Sitting near the family stand in Leicester City’s crucial Europa League home game against Legia Warsaw and seeing people of all ages able to join in around the stadium by clapping along will have been a big boost for the players in their push to win the game and the benefits were seen in the way the team performed.
Used properly, clappers can be a real force for good. They’re not a magic bullet that ensure you win every game, but they encourage the crowd to get involved and back their team for the full 90 minutes and that can only produce more positive results.
There’s still a long way to go on this incredible journey for Leicester City and I’m looking forward to backing them all the way and having a lot more clappers to add to my collection.
Jayden Whitworth: ‘I can’t understand why the club are so hell-bent on keeping them – bin them off’
In an era where Leicester City have got things spot on and have continuously set an example for the rest of the league, the clappers have been a rare occasion when we have perhaps got things slightly wrong.
Now I’m all for a clapper on special occasion (granted they’ve been more frequent over the last few years) whether that be when we are holding our first FA cup aloft; being crowned Premier League Champions or the dizzy heights of that remarkable Champions League campaign back in 16/17. They prove to be great filler for my box of ever-growing Leicester City memorabilia – we all have one, don’t we? But I draw the line there. There is no need for them anymore. They’ve run their course.

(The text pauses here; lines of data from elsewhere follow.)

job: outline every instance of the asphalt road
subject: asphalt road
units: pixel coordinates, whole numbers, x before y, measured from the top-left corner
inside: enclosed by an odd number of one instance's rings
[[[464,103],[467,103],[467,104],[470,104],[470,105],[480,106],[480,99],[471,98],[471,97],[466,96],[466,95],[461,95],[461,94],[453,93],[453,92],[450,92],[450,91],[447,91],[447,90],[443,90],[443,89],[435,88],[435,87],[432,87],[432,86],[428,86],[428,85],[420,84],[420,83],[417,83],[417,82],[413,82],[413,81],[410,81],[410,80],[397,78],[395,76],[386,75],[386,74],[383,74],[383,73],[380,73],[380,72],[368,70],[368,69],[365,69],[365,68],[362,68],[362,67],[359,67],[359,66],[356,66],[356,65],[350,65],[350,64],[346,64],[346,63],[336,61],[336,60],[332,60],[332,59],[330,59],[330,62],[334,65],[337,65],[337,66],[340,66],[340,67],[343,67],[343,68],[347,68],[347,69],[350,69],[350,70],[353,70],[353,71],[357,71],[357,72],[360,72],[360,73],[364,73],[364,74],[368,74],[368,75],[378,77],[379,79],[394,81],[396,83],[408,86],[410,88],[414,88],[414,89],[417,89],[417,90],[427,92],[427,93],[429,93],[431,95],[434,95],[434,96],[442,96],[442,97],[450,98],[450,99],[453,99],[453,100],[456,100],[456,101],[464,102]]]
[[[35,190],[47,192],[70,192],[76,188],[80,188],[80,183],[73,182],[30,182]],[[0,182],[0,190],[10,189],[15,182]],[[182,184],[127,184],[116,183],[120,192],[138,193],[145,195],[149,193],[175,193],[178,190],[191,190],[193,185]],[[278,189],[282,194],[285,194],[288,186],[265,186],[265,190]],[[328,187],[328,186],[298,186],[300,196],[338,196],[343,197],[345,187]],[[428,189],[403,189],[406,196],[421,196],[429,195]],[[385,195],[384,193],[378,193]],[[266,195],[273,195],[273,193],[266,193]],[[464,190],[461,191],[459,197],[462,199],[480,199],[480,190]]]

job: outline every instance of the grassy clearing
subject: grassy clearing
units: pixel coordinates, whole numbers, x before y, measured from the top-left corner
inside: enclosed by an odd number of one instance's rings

If I cast my mind back to when they were introduced at the home match against West Ham, the game that kickstarted the great escape, I remember thinking they were quite a novel, inventive idea. A great way of boosting the atmosphere at the King Power. As seasons past their effect dwindled. They even lost the biweekly clap along to Uptown Funk – something I’m certain all Leicester fans miss, right? They now must be binned off. There is no rhythm to them anymore, they just create a right racket. Come the end of the game, they are just discarded in and around the stadium and the streets of Leicester. Most of all they are having an adverse effect on the atmosphere in the stadium.
What I fail to understand is why the club are so hell-bent on keeping them. If the club are so set on boosting the atmosphere on matchdays, it baffles me as to why time and time again the club were so set on constantly rebuking any notion of introducing safe standing or an organised singing section, one not too dissimilar to the one up at Celtic Park.
I pity the poor sods that every week have to fold them, clamp it together with a rubber band and then stick one on all 30,000 odd seats. Only for the full-time whistle to sound and then have to go and pick them all back up again. In the current climate as well, you’d think they’re a COVID super spreader. The less things for people to get their fingers on the better.